Based on the currently available data, a bridging strategy might be the preferred initial approach in elderly and/or frail patients, where the risk of emergency surgery might be relatively high. However, stent placement for left-sided obstructing colon cancer has been used with reserve during the past years, which is probably due to fear about stent-related complications and uncertainty about the oncologic long-term outcomes.23 , 24 Initially, based on retrospective data, stent placement for left-sided obstructing colon cancer was thought to be a promising alternative to acute resection. However, several prospective trials had to be closed due to stent-related complications.17,25 The high technical and clinical success rates in retrospective studies might have been due to selection bias, where only patients with a subtotal, instead of a total occlusion were treated with stent placement. It is important to realize that this also could be the case for MOPC, because no prospective data are available yet. In addition, the long distance from the anus and the tortuosity of the bowel make proximal stenting considerably more difficult than in the distal colon.14,26,27 In line with this, higher technical failure rates have been reported for proximal stenting, which is most commonly caused by an inability to pass the guidewire through an angulated colon, such as the hepatic flexure.27

The DSCA database has a high participation rate from Dutch hospitals (>95%) and presents a good reflection of general practice in surgery for colorectal cancer in the Netherlands.1 A few limitations should be kept in mind. DSCA data are registered anonymously, making it impossible to retrieve missing values from the original patient files. Furthermore, because only patients with a colorectal resection are included in the DSCA database, patients in whom a stent was placed but never underwent colonic resection were excluded. Another limitation is that complications and hospital stay related to initial decompression are not available in the registry; this might have had a positive influence on the overall outcomes in the BTS treatment groups.

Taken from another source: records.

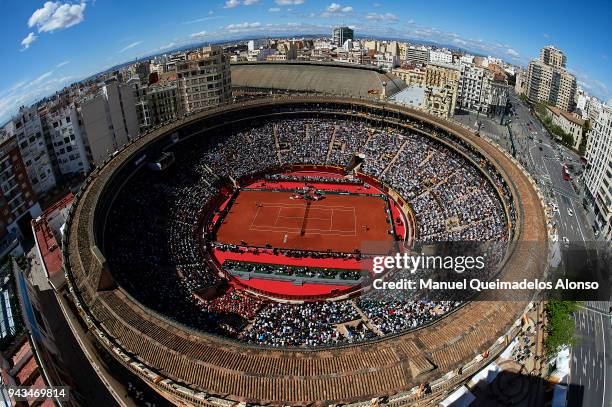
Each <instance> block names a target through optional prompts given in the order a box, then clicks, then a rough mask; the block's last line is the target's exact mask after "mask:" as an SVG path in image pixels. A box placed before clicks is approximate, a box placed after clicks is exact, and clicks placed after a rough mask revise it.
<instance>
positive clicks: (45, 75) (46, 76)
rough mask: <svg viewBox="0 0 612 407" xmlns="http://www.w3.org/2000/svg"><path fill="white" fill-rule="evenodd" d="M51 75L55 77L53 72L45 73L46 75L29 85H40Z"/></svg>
mask: <svg viewBox="0 0 612 407" xmlns="http://www.w3.org/2000/svg"><path fill="white" fill-rule="evenodd" d="M51 75H53V71H49V72H45V73H44V74H42V75H40V76H39V77H38V78H36V79H34V80H33V81H32V82H30V83H29V85H30V86H31V85H32V84H38V83H40V82H42V81H44V80H45V79H47V78H48V77H49V76H51Z"/></svg>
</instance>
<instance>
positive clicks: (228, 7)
mask: <svg viewBox="0 0 612 407" xmlns="http://www.w3.org/2000/svg"><path fill="white" fill-rule="evenodd" d="M239 5H240V1H239V0H227V1H226V2H225V6H223V8H234V7H238V6H239Z"/></svg>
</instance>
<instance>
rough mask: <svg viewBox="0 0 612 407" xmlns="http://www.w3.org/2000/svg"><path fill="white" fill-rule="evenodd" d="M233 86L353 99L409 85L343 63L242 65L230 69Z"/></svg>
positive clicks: (234, 66)
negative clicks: (295, 91) (406, 84)
mask: <svg viewBox="0 0 612 407" xmlns="http://www.w3.org/2000/svg"><path fill="white" fill-rule="evenodd" d="M231 74H232V86H235V87H246V88H256V89H285V90H290V91H309V92H317V93H328V94H334V95H350V96H353V97H371V95H372V94H380V93H382V90H383V82H385V83H386V84H387V86H386V93H387V95H393V94H395V93H397V92H399V91H400V90H402V89H404V88H405V87H406V84H405V83H404V82H403V81H401V80H400V79H398V78H397V77H395V76H394V75H392V74H389V73H383V72H382V71H380V70H377V69H375V68H373V67H364V66H361V65H352V64H340V63H316V64H315V63H295V62H289V63H262V62H256V63H239V64H233V65H232V66H231Z"/></svg>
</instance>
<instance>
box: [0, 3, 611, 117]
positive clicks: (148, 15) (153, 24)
mask: <svg viewBox="0 0 612 407" xmlns="http://www.w3.org/2000/svg"><path fill="white" fill-rule="evenodd" d="M443 6H444V10H445V11H444V12H440V7H431V5H430V4H427V5H410V6H409V7H407V6H404V5H398V4H394V3H393V2H378V3H372V2H363V1H353V2H342V3H337V2H329V1H314V0H275V1H272V0H267V1H264V0H228V1H225V2H217V3H213V4H201V3H195V2H193V3H191V2H190V3H185V4H184V6H183V7H178V8H172V9H161V8H155V7H139V6H138V5H136V4H131V3H130V4H128V5H127V6H126V5H122V7H123V8H119V6H118V3H115V2H103V1H98V2H81V3H64V2H46V3H44V4H43V3H42V2H23V3H20V4H19V6H18V7H17V6H15V7H11V9H10V10H7V12H6V13H5V20H6V21H4V22H3V24H4V26H5V27H6V29H7V36H6V37H5V43H6V44H7V46H5V47H4V50H3V54H4V56H6V57H7V58H8V60H10V61H12V62H11V63H9V64H5V65H4V67H3V68H0V69H2V70H5V71H6V72H3V74H4V75H2V80H1V81H0V122H4V121H6V120H7V119H8V118H9V117H10V116H11V115H12V114H14V113H15V112H16V110H17V108H18V107H19V106H20V105H24V104H25V105H27V104H30V103H32V102H35V101H36V100H37V99H40V98H42V97H44V96H47V95H49V94H52V93H53V92H55V91H56V90H59V89H61V88H62V87H63V86H66V85H68V84H70V83H73V82H77V81H79V80H82V79H84V78H86V77H88V76H91V75H93V74H96V73H98V72H101V71H104V70H105V69H108V68H109V67H112V66H114V65H117V64H121V63H125V62H128V61H131V60H134V59H135V58H139V57H144V56H147V55H151V54H155V53H160V52H164V51H165V50H168V51H169V50H172V49H174V48H177V47H181V46H187V45H189V44H193V43H199V42H205V41H211V42H213V41H220V40H223V39H228V40H231V39H232V38H244V37H248V36H252V37H259V36H261V37H265V36H285V35H295V36H299V35H307V34H328V35H329V32H330V29H331V27H332V26H334V25H337V24H346V25H349V26H351V27H354V28H355V30H356V35H357V36H360V37H362V36H368V35H376V36H380V37H396V38H405V39H407V40H413V41H415V42H417V41H419V40H420V41H429V42H435V43H439V44H443V45H449V46H456V47H457V48H461V49H465V50H468V51H472V52H476V53H481V54H485V55H492V56H496V57H500V58H502V59H504V60H505V61H507V62H509V63H513V64H516V65H519V66H526V65H527V63H528V61H529V60H530V59H531V58H535V57H537V55H538V50H539V48H541V47H542V46H544V45H547V44H552V45H555V46H557V47H559V48H562V49H563V50H564V51H565V52H566V54H567V56H568V69H569V70H570V71H571V72H572V73H574V74H575V75H576V77H577V80H578V84H579V86H580V87H582V88H583V89H585V90H586V91H587V92H588V93H589V94H592V95H594V96H597V97H599V98H600V99H602V100H603V101H604V102H605V101H607V100H608V99H610V97H611V93H610V82H609V79H608V78H606V75H605V74H606V73H607V72H609V71H610V61H609V55H610V45H609V44H607V43H606V42H605V39H606V35H605V34H606V32H605V31H606V25H605V21H606V20H607V19H608V18H609V14H610V12H609V10H607V9H606V8H605V7H603V4H599V3H598V2H592V3H590V5H587V6H583V11H584V12H589V11H590V16H592V19H590V21H589V22H588V23H587V22H582V21H581V20H580V19H575V14H574V13H569V12H568V11H567V10H568V9H567V7H564V6H563V5H558V6H557V7H555V9H554V10H549V9H550V7H548V6H546V5H538V4H529V10H530V12H529V13H527V12H526V11H525V10H527V7H526V3H525V4H523V7H521V4H518V3H515V5H514V7H513V8H512V9H504V10H503V12H502V11H499V12H498V13H499V14H500V16H501V15H502V14H503V19H504V20H505V21H515V22H516V24H515V25H514V26H513V24H506V25H505V27H506V28H510V30H509V31H506V32H504V33H502V32H500V30H499V27H500V26H502V25H503V22H501V21H499V20H497V19H492V18H491V16H490V15H489V13H488V12H487V11H485V10H484V9H483V8H482V5H478V4H476V3H472V4H470V5H456V4H452V3H448V4H447V3H443ZM126 7H127V8H126ZM521 10H524V11H521ZM134 13H137V14H138V16H139V18H138V20H137V21H138V22H137V23H135V22H134V21H130V19H133V16H134ZM543 13H546V15H547V17H549V18H547V19H546V21H539V23H540V24H534V23H529V22H530V21H531V22H535V21H536V20H538V16H541V15H543ZM573 20H576V21H573ZM570 21H571V22H572V26H573V27H575V29H574V30H564V29H562V27H566V26H568V24H569V22H570ZM130 22H131V24H130ZM521 22H524V24H520V23H521ZM564 22H565V23H564ZM577 32H582V33H584V37H586V38H589V41H588V42H584V41H583V42H578V41H577V40H576V39H577V38H578V36H577V35H576V33H577ZM91 43H95V46H94V47H91V46H89V45H88V44H91Z"/></svg>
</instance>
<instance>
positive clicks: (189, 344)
mask: <svg viewBox="0 0 612 407" xmlns="http://www.w3.org/2000/svg"><path fill="white" fill-rule="evenodd" d="M305 104H313V105H315V104H316V105H317V106H319V105H320V104H329V105H330V106H337V109H338V112H340V111H341V110H342V111H344V112H347V111H348V112H350V111H351V110H354V109H359V108H368V109H381V106H382V104H380V103H374V102H372V101H365V100H354V99H342V98H321V97H317V98H307V97H300V98H276V99H275V100H268V99H266V100H255V101H252V102H246V103H242V104H233V105H229V106H224V107H221V108H218V109H212V110H209V111H206V112H201V113H198V114H195V115H192V116H189V117H185V118H183V119H181V120H178V121H176V122H174V123H172V124H170V125H168V126H165V127H163V128H159V129H157V130H154V131H152V132H151V133H148V134H145V135H144V136H142V137H140V138H139V139H137V140H135V141H134V142H133V143H131V144H130V145H128V146H127V147H126V148H125V149H123V150H122V151H120V152H118V153H117V154H116V155H115V156H114V157H113V158H112V159H110V161H109V162H108V163H107V165H105V166H104V167H102V168H101V169H97V170H96V171H94V173H93V174H92V176H91V177H90V178H89V179H88V182H87V184H86V185H85V187H84V188H83V190H82V191H81V192H79V194H78V196H77V198H78V202H77V204H76V205H73V210H72V212H71V218H70V221H69V222H68V224H69V233H68V234H67V236H66V237H65V239H66V240H67V241H65V242H64V244H63V251H64V253H63V254H64V264H65V266H66V269H67V271H68V275H69V281H70V285H71V289H72V290H73V291H74V294H75V295H76V296H75V298H76V300H77V304H78V306H79V308H80V309H81V310H82V311H83V312H85V313H86V315H87V320H88V322H87V323H88V325H90V329H91V330H92V332H96V333H95V334H94V335H93V337H95V338H99V342H100V344H101V345H102V346H103V347H104V348H106V349H107V351H108V352H109V353H110V354H111V355H114V357H115V358H116V359H117V360H118V361H120V362H121V363H123V364H124V365H125V366H127V367H128V368H130V369H131V370H132V371H133V372H134V373H136V374H138V375H139V376H140V377H142V378H143V379H144V380H146V381H148V382H149V383H150V385H151V386H153V387H155V388H156V389H157V390H158V391H160V392H161V393H163V394H164V395H165V396H166V397H168V398H171V399H174V400H175V401H181V402H182V403H185V402H187V403H191V404H201V405H204V404H205V405H211V404H222V403H221V402H222V399H223V400H228V399H229V400H233V401H242V402H249V403H265V404H275V405H279V404H293V405H311V404H313V403H319V404H321V405H327V404H336V403H351V402H358V401H364V400H370V399H372V398H375V397H380V396H393V395H397V394H398V393H399V394H400V395H401V396H393V397H394V400H397V402H398V403H400V398H398V397H401V403H402V404H408V403H409V402H414V401H416V400H418V399H419V397H420V395H419V392H418V391H415V392H411V389H415V388H418V386H419V385H420V384H423V383H426V382H429V383H431V386H432V388H433V389H434V391H439V390H450V389H452V388H453V387H451V386H456V385H458V384H459V383H461V381H464V380H466V379H467V378H469V377H470V376H471V375H473V374H474V373H476V371H477V370H478V369H479V368H481V367H482V366H484V365H485V364H488V363H490V361H491V358H492V357H494V356H495V355H496V354H497V353H499V352H501V350H503V348H504V340H503V338H504V336H505V335H506V334H511V335H514V334H516V330H517V326H516V325H515V322H516V321H517V320H520V317H521V316H522V314H523V312H524V311H525V309H526V307H527V306H528V301H526V300H523V301H514V302H511V301H507V302H503V301H497V302H490V301H486V302H485V301H480V302H471V303H468V304H466V305H465V306H463V307H461V308H459V309H457V310H456V311H454V312H452V313H450V314H449V315H447V316H446V317H443V318H441V319H439V320H438V321H437V322H435V323H433V324H432V325H428V326H424V327H421V328H419V329H417V330H413V331H409V332H406V333H402V334H399V335H397V336H393V337H388V338H384V339H381V340H379V341H376V342H374V343H360V344H353V345H350V346H345V347H342V348H322V349H316V348H315V349H310V350H305V349H295V350H288V349H270V348H264V347H254V346H248V345H244V344H239V343H236V342H234V341H229V340H223V339H221V338H218V337H215V336H213V335H205V334H201V333H198V332H196V331H193V330H190V329H188V328H187V327H185V326H181V325H179V324H177V323H175V322H173V321H170V320H168V319H166V318H164V317H163V316H162V315H160V314H157V313H155V312H153V311H151V310H148V309H146V308H145V307H143V306H142V305H141V304H139V303H138V302H137V301H136V300H135V299H133V298H132V297H130V296H129V294H128V293H127V292H126V291H125V290H123V289H122V288H121V287H116V286H114V285H113V284H112V280H111V281H109V278H111V279H112V277H110V276H109V274H108V272H109V269H108V264H107V262H106V260H105V258H104V256H103V254H102V253H101V252H100V250H99V249H98V247H97V242H96V237H95V233H94V218H95V217H96V213H95V212H99V209H100V206H103V205H104V204H105V203H104V201H103V200H101V199H100V198H101V196H102V194H103V193H104V190H105V189H107V188H108V187H109V186H111V184H112V181H113V178H115V177H116V176H117V174H118V172H119V170H120V169H121V168H127V167H128V166H131V167H133V164H134V162H135V161H134V160H135V159H136V161H138V160H139V158H138V157H140V156H141V154H142V153H143V152H144V151H145V148H146V147H147V146H148V145H150V144H152V143H153V142H154V141H156V140H161V139H166V138H170V137H171V135H172V134H175V133H174V132H177V131H179V130H180V129H182V128H184V127H185V126H189V125H195V124H198V123H200V121H201V120H204V119H206V118H209V119H211V120H212V119H214V120H215V121H218V120H219V121H222V120H223V119H228V118H229V117H232V115H235V114H236V113H237V112H240V111H241V110H244V111H246V109H248V108H252V109H255V108H257V109H262V110H258V111H257V112H258V114H261V113H262V112H264V110H263V109H264V108H266V106H267V108H268V109H273V110H274V109H278V107H279V106H282V105H286V106H288V107H291V108H292V109H298V108H300V106H302V107H303V106H304V105H305ZM384 109H385V110H384V112H385V114H386V115H387V116H386V117H397V118H400V116H404V117H410V118H411V119H414V120H420V121H423V122H427V123H430V124H433V125H435V126H436V127H438V128H439V129H443V130H445V131H448V132H451V133H452V134H454V135H456V136H458V137H461V138H462V139H463V140H464V141H466V142H468V143H470V144H471V145H473V146H475V147H476V148H478V149H479V150H480V152H481V153H482V154H483V155H484V156H485V157H486V159H487V160H488V161H489V162H490V163H492V164H493V165H494V166H495V167H496V168H497V170H498V171H499V172H500V174H502V176H503V177H504V179H505V182H506V183H507V184H508V185H509V186H510V188H511V190H512V195H513V197H514V201H515V203H516V206H517V208H516V210H517V224H516V225H515V229H516V235H515V236H516V238H515V242H514V244H513V249H512V251H511V253H510V255H509V257H508V258H507V260H506V263H505V266H504V277H505V276H508V275H510V276H512V277H513V278H514V279H518V278H519V277H521V278H528V279H530V278H535V277H536V276H541V275H543V273H544V267H545V264H546V255H545V254H544V255H543V251H542V250H546V248H545V247H546V246H544V248H542V246H541V245H536V244H534V242H540V243H543V244H545V243H546V239H547V234H546V226H545V221H544V219H545V216H544V212H543V209H542V204H541V200H540V197H539V196H538V194H537V191H536V189H535V188H534V186H533V181H532V180H531V179H530V178H529V177H528V176H527V175H526V174H525V173H524V172H523V171H521V169H520V168H519V167H518V166H517V165H515V164H514V163H513V162H512V161H511V159H510V158H509V156H507V155H506V154H504V153H502V152H501V151H500V150H499V149H498V148H497V147H495V146H494V145H492V144H490V143H489V142H487V141H486V140H484V139H482V138H479V137H477V136H475V135H474V134H473V133H471V132H470V131H468V130H466V129H465V128H462V127H460V126H458V125H456V124H453V123H451V122H448V121H444V120H442V119H438V118H435V117H433V116H430V115H427V114H425V113H422V112H418V111H415V110H412V109H407V108H403V107H398V106H394V105H387V104H385V105H384ZM346 114H349V113H346ZM458 368H461V372H460V373H457V369H458ZM449 372H451V373H452V374H450V375H448V374H447V373H449ZM443 378H445V379H443ZM439 379H443V381H442V384H436V383H434V381H436V380H439Z"/></svg>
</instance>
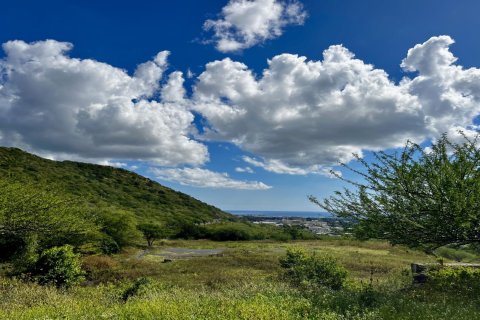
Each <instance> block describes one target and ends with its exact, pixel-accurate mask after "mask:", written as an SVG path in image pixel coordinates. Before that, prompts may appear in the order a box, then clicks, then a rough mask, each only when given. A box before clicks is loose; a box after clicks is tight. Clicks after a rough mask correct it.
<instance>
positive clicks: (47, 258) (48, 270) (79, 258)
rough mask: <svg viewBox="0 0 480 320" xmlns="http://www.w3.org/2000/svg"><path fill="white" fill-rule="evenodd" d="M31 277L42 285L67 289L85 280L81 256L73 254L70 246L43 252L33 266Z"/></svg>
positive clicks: (52, 248)
mask: <svg viewBox="0 0 480 320" xmlns="http://www.w3.org/2000/svg"><path fill="white" fill-rule="evenodd" d="M31 275H32V277H33V278H34V279H35V280H36V281H38V282H39V283H40V284H54V285H56V286H57V287H66V288H68V287H71V286H73V285H75V284H78V283H79V282H81V281H82V280H83V279H84V278H83V275H84V272H83V271H82V269H81V262H80V256H79V255H78V254H75V253H74V252H73V247H72V246H70V245H64V246H62V247H53V248H50V249H47V250H45V251H43V252H42V253H41V254H40V257H39V258H38V260H37V262H36V263H35V265H34V266H33V268H32V270H31Z"/></svg>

Keeping these considerations in mind, this study indicates a possible advantage for stent or stoma as a BTS in patients with MOPC compared with acute resection, and high-risk patients potentially benefit most from such a strategy. Our data suggest that the current recommendation for stenting in left-sided colon cancer (ESGE guideline13) can be extended to proximal obstructions. A decompressing stoma can be considered an alternative in patients with high operative risk if stenting is not technically feasible or in locally advanced tumors. To optimize a patient-tailored treatment strategy, future research should be focused on identifying more predictors to enable better selection of subgroups of patients who benefit most from a specific treatment strategy.